Top-Up, Glass, and Siphon Brewing
Not every tea session needs a lid and a timer. Some methods let the leaf float in view, keep a “root” of old tea between refills, or use pressure to separate the finished drink.
They change wetting, temperature, movement, and concentration — not mysterious layers of substances.
Let the leaves dance in a glass
For green tea, try one of three orders:
- Water first: leaf lands on the surface and wets gradually.
- Staged: a little water, then leaf, then the rest.
- Leaf first: water hits and wets dense leaf quickly.
Choose according to the tea, not a seasonal rule. Begin with 2–3 g per 250 ml, use a suitable temperature, and taste after 2–3 minutes. An open glass cools faster than a covered pot and gives you a front-row seat.
Leave a root and top it up
Drink until about one-third remains, then refill. Old and new tea mix, smoothing the jump between a strong last sip and watery fresh water.
This works well at a desk or with large intact leaf. It is less precise than complete drainage because the leftover volume and refill timing keep changing.
Rough cup? Refill sooner, use less leaf, or lower the temperature.
Warning
Do not leave wet leaf sealed at room temperature all day. Use a controlled thermos recipe or refrigerated cold brew for longer storage.
Watch a siphon do the separating
Heat pushes water into the siphon’s upper chamber, where it meets the leaf. Remove the heat and falling pressure draws the filtered tea back down.

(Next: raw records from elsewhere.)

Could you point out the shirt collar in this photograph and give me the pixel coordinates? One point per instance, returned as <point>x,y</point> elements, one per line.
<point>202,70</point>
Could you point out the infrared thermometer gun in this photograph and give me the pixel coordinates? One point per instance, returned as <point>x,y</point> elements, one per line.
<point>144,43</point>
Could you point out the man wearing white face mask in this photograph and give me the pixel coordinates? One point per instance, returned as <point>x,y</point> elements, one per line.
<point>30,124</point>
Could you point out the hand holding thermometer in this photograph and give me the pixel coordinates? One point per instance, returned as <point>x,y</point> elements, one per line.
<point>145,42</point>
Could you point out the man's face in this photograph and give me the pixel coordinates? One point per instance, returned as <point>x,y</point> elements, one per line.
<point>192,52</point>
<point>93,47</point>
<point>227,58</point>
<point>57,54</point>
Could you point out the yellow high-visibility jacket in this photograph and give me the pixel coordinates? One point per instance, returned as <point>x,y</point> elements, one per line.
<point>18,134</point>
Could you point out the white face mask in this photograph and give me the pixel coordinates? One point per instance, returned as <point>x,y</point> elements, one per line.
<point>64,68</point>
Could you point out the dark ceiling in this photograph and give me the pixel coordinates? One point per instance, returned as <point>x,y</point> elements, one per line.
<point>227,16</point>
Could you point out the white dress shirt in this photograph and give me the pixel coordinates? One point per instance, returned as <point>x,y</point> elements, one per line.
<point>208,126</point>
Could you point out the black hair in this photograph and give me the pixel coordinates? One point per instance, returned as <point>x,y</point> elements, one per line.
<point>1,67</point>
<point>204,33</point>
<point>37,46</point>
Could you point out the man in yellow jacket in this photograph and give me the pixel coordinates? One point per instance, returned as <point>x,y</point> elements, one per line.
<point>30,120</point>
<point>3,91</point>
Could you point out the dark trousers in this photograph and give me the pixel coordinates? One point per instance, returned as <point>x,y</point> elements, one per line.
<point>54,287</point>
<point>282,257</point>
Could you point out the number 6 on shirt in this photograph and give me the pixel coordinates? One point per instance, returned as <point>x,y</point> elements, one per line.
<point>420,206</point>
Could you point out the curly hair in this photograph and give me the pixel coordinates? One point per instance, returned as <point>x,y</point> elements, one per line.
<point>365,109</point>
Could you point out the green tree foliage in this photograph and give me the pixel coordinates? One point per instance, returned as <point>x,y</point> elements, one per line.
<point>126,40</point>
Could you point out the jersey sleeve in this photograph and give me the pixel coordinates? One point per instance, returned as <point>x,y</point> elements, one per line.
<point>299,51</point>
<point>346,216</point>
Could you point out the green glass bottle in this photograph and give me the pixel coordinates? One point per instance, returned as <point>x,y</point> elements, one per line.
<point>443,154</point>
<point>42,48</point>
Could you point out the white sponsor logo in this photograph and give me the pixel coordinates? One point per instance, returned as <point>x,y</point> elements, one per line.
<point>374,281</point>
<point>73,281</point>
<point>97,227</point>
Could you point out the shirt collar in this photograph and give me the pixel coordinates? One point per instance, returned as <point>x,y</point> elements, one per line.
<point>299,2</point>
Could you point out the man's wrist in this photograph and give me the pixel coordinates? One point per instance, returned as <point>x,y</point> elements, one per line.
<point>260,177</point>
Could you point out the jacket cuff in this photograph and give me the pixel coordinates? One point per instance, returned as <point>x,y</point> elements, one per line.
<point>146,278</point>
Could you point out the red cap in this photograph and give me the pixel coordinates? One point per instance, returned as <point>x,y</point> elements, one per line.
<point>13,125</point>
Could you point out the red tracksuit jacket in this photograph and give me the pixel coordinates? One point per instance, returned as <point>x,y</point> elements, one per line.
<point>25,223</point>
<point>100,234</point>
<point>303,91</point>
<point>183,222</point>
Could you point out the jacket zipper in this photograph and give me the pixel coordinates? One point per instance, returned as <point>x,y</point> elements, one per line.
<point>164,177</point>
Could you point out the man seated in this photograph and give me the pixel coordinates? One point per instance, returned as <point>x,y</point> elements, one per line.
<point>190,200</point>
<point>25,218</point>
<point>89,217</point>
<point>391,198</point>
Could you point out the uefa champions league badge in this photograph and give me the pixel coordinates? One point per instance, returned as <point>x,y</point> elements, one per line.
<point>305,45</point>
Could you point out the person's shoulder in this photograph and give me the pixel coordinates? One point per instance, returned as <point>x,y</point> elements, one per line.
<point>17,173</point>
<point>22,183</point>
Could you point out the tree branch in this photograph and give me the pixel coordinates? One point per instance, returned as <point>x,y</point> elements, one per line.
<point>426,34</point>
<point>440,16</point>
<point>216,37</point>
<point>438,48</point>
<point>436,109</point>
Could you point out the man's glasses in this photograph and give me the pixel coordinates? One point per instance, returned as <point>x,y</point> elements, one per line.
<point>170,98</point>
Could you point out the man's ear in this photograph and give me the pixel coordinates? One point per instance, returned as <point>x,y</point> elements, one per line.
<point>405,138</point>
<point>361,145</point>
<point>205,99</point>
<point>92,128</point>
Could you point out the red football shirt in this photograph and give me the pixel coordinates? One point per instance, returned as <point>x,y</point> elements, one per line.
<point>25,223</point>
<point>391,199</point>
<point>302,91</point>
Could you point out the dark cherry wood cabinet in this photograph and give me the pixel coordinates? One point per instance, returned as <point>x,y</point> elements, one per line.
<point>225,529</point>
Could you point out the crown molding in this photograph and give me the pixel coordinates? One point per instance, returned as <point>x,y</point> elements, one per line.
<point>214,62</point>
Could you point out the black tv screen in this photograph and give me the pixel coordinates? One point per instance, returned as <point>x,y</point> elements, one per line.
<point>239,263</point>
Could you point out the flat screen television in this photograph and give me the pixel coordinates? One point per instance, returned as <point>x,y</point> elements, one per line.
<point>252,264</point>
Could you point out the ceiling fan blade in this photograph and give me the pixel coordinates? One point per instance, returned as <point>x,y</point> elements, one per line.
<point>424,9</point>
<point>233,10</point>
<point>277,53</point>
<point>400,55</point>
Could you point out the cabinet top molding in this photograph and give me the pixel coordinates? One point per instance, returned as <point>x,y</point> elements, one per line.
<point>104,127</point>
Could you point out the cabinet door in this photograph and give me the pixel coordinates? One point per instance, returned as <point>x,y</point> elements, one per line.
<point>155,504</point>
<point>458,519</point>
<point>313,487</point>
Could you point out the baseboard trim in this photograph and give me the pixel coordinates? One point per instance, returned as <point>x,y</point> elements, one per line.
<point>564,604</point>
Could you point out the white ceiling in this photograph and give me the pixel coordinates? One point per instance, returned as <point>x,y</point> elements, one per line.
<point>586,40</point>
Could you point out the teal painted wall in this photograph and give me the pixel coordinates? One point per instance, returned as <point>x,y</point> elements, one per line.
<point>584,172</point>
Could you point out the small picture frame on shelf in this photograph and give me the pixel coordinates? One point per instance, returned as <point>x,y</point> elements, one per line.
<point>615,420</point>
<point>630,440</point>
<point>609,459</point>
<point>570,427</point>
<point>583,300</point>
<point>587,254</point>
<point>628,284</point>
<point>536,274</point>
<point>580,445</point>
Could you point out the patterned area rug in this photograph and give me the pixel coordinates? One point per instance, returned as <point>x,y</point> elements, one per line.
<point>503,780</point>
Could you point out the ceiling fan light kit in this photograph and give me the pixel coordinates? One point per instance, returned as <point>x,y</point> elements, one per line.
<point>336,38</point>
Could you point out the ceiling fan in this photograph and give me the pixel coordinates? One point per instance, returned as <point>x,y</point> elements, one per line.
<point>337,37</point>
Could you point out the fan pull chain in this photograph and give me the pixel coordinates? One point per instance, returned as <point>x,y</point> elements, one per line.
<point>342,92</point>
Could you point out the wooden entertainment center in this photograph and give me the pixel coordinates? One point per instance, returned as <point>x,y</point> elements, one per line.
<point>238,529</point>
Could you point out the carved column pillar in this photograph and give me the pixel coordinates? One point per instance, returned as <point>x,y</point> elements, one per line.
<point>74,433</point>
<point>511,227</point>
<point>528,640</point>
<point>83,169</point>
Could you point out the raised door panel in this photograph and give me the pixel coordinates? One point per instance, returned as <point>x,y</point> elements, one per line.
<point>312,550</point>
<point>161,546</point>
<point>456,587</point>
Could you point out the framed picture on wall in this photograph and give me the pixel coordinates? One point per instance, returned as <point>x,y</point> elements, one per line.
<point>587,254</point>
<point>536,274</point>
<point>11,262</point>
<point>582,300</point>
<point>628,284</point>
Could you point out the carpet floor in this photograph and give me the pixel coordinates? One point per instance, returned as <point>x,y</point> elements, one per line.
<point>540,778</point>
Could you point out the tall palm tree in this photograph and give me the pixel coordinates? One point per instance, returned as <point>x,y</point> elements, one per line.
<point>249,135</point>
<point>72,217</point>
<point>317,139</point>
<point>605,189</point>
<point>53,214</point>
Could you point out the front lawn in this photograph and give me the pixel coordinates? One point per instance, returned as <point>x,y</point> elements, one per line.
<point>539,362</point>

The method gives complete separation, stable high heat, and a visible repeatable cycle. Filters take work to clean, and mid-cycle corrections are difficult.
Begin with 4–5 g per 300 ml and keep the contact short once the water rises.
Use intact heat-rated equipment on a stable surface. Never block the steam path or shock hot glass with cold water. Adjust only one variable at a time with Why Tea Gets Stronger as your guide.